Even in the sometimes less than sunny location of Avonmouth the 77KWp installation will produce enough electricity to meet our requirement with extra being pushed through a local network to our neighbours, utilities company Wales and West and waste management specialist Smiths. Any surplus is then sold on to the National Grid to supplement UK electricity supply.
Installed by Crewkerne, Somerset based specialist Solar South West the installation is already producing power. Molson joint managing director Jonathan Wilson said: “The array is already running at almost exactly the capacity Solar South West said it would. It has a pay-back period of just over five years and a life expectancy of 25 years. We should be able to look forward to reduced energy costs and increased energy efficiency for many years to come.”
And the photovoltaics are not the only ‘green’ energy investment that has been made. The reorganised workshops are now being heated thanks to a boiler which uses chipped waste wood as a fuel.

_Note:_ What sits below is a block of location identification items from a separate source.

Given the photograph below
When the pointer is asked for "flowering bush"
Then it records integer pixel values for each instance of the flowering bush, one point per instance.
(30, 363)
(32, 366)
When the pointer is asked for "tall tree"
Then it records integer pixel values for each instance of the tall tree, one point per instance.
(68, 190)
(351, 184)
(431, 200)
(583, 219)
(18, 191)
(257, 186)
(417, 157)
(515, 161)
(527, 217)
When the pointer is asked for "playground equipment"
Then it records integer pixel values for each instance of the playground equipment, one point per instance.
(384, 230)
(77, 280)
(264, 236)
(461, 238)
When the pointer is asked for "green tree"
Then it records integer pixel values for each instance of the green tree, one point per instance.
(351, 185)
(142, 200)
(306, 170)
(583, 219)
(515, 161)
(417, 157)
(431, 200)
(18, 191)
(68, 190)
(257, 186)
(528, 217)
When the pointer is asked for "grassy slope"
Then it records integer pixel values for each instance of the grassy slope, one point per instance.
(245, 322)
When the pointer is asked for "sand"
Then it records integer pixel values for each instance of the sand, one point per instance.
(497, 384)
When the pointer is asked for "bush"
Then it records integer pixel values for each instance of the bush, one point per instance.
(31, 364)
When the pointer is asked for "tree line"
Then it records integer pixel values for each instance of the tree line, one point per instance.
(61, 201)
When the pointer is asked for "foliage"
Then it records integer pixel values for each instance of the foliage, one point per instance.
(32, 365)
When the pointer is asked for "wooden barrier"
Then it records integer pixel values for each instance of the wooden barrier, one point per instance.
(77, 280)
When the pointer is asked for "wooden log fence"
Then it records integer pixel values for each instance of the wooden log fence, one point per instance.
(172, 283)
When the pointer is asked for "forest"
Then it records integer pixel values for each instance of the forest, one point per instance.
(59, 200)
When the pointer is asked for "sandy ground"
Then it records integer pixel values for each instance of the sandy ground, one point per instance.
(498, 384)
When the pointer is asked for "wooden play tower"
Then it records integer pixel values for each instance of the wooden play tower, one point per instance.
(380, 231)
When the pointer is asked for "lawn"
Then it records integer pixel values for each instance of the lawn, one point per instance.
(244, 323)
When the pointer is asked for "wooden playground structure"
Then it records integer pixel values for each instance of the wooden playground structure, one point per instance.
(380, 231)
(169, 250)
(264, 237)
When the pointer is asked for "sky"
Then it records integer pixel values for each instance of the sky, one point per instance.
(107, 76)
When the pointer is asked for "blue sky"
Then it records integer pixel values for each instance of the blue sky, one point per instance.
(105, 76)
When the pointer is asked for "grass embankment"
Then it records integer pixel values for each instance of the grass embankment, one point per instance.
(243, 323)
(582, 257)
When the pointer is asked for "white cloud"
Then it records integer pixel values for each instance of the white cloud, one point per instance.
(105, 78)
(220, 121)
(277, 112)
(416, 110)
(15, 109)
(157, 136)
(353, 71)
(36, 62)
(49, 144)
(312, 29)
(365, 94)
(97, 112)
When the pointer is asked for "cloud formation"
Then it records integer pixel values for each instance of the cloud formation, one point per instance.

The biomass boiler that has been installed by our friends at Exeter based XL-Group delivers an impressive 199KWp output that will keep our service staff and engineers warm during even the coldest of days.
The boiler arrived as a complete installation including fuel store and was plugged into the heating system, generating heat immediately.

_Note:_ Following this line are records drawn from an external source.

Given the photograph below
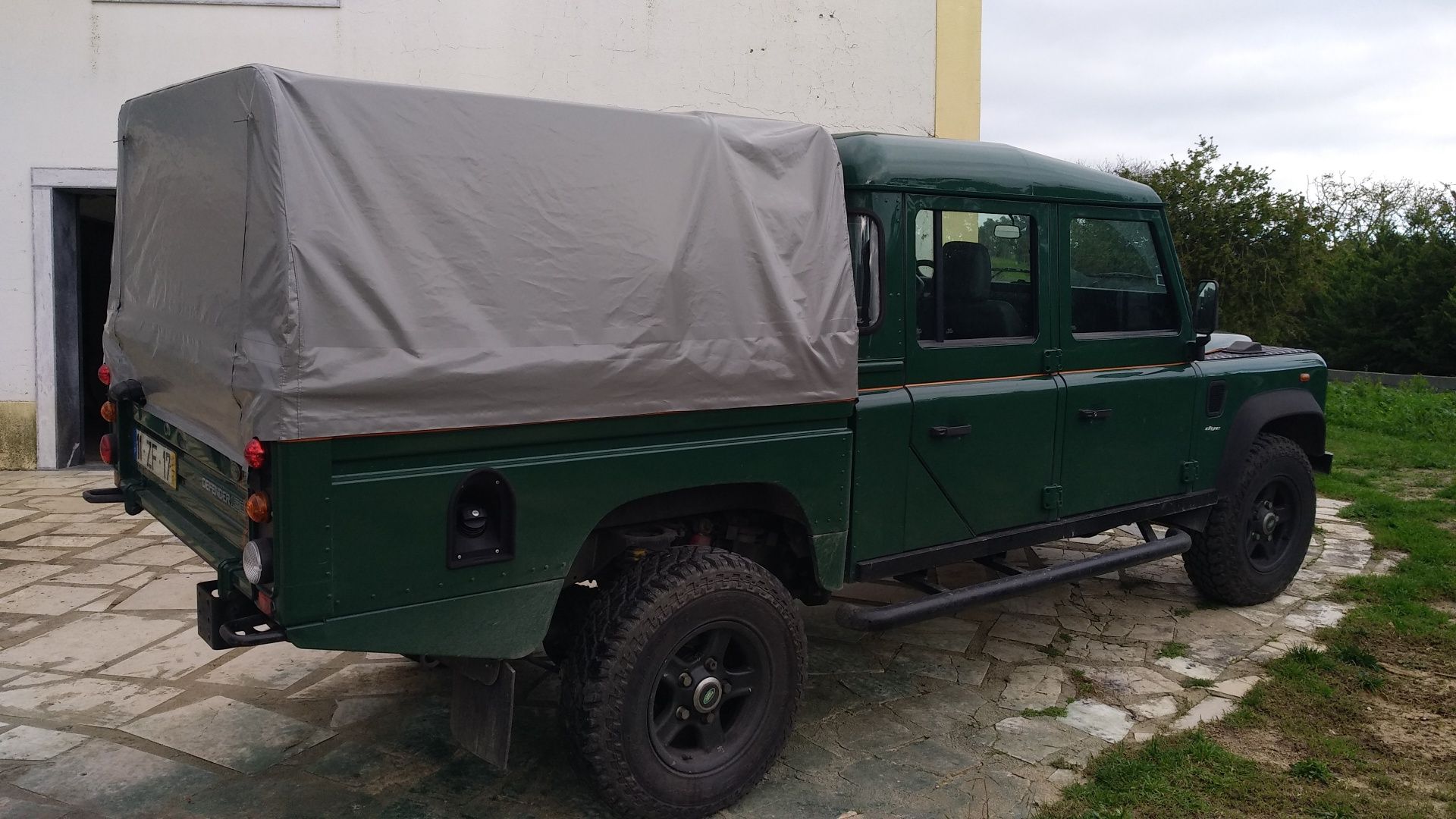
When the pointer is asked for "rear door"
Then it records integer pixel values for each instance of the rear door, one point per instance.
(982, 319)
(1126, 338)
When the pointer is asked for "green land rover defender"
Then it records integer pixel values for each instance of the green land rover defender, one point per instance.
(472, 376)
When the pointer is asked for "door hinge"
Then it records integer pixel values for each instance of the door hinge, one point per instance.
(1050, 360)
(1052, 497)
(1190, 471)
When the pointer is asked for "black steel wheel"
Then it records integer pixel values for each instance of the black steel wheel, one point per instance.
(1257, 535)
(708, 706)
(682, 689)
(1272, 526)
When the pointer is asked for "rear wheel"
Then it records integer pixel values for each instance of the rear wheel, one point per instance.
(1257, 537)
(682, 691)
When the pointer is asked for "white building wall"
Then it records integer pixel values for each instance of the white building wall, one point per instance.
(66, 66)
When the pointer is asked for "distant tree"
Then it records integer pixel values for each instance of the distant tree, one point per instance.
(1362, 270)
(1389, 297)
(1266, 246)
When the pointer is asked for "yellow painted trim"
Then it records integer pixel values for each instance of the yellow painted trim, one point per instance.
(959, 69)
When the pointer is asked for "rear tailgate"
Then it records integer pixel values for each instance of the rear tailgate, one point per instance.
(190, 487)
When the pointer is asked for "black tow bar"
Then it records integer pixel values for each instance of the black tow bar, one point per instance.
(941, 604)
(109, 494)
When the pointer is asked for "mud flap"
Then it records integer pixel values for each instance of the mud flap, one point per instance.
(481, 703)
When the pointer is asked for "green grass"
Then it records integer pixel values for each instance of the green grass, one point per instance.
(1312, 770)
(1320, 736)
(1174, 651)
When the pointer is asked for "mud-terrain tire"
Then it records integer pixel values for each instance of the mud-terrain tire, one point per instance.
(696, 614)
(1258, 534)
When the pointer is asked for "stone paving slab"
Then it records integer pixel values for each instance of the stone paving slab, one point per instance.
(111, 706)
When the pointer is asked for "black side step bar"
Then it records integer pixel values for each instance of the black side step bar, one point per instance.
(877, 618)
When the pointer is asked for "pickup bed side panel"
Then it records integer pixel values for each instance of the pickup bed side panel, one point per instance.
(373, 534)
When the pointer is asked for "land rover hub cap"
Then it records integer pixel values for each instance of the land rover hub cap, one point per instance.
(708, 695)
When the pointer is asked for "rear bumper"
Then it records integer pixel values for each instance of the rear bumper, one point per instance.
(228, 620)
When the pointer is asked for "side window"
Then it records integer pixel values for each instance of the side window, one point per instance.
(1117, 281)
(865, 260)
(986, 281)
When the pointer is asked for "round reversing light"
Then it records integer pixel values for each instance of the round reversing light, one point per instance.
(258, 561)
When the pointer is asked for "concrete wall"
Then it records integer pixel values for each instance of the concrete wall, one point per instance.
(67, 64)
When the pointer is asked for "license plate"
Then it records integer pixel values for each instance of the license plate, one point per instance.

Jonathan said: “It was an extremely efficient installation. Basically a plug and play system. We will be using recycled wood chip so if there is any that some of our customers need to get rid of we will accept it to help reduce our dependency on fossil fuels. The biomass boiler has a similar six year pay-back period to the photovoltaic array.”

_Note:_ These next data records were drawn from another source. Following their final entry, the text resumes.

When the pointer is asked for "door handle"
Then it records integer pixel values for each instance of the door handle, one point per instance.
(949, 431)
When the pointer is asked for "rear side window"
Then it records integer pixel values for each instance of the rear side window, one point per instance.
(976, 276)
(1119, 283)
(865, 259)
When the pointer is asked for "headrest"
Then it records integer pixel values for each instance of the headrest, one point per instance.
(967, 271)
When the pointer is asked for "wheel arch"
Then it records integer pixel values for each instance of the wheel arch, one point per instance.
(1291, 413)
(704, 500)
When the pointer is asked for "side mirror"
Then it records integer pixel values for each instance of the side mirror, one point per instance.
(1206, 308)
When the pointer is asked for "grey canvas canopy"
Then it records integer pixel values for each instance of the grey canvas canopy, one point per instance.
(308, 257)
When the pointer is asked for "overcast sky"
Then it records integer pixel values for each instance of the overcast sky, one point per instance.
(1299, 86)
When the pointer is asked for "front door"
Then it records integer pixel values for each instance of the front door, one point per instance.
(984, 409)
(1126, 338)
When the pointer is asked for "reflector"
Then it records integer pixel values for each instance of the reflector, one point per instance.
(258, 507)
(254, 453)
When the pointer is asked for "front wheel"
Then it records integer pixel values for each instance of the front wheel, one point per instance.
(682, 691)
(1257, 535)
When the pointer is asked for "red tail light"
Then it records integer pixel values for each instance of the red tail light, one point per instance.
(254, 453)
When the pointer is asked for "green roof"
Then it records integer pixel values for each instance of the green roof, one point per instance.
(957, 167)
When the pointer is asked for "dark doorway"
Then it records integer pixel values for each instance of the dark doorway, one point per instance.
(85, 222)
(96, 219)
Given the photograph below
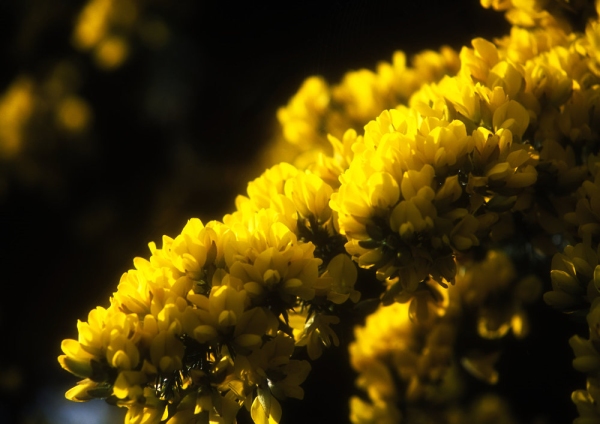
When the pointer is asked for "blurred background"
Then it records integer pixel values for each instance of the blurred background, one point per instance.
(121, 119)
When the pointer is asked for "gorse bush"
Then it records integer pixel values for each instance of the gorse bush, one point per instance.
(427, 177)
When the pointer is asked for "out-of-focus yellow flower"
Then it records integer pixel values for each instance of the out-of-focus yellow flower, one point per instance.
(16, 107)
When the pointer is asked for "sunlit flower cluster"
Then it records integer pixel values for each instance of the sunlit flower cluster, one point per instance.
(203, 326)
(468, 165)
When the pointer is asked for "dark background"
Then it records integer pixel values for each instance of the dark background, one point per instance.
(176, 134)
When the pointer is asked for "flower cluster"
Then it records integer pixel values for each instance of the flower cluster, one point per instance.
(203, 327)
(408, 358)
(463, 157)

And while the biomass boiler and photovoltaics will significantly reduce the Molson carbon footprint we are also introducing a change in the systems our service engineers use, helping to speed up the ordering and invoicing process and making it a more efficient paperless system. Jonathan said: “It is a system that runs throughout the job from first contact to completion. It will enable us to instruct our service engineers out in the field who can then feed information back to base.”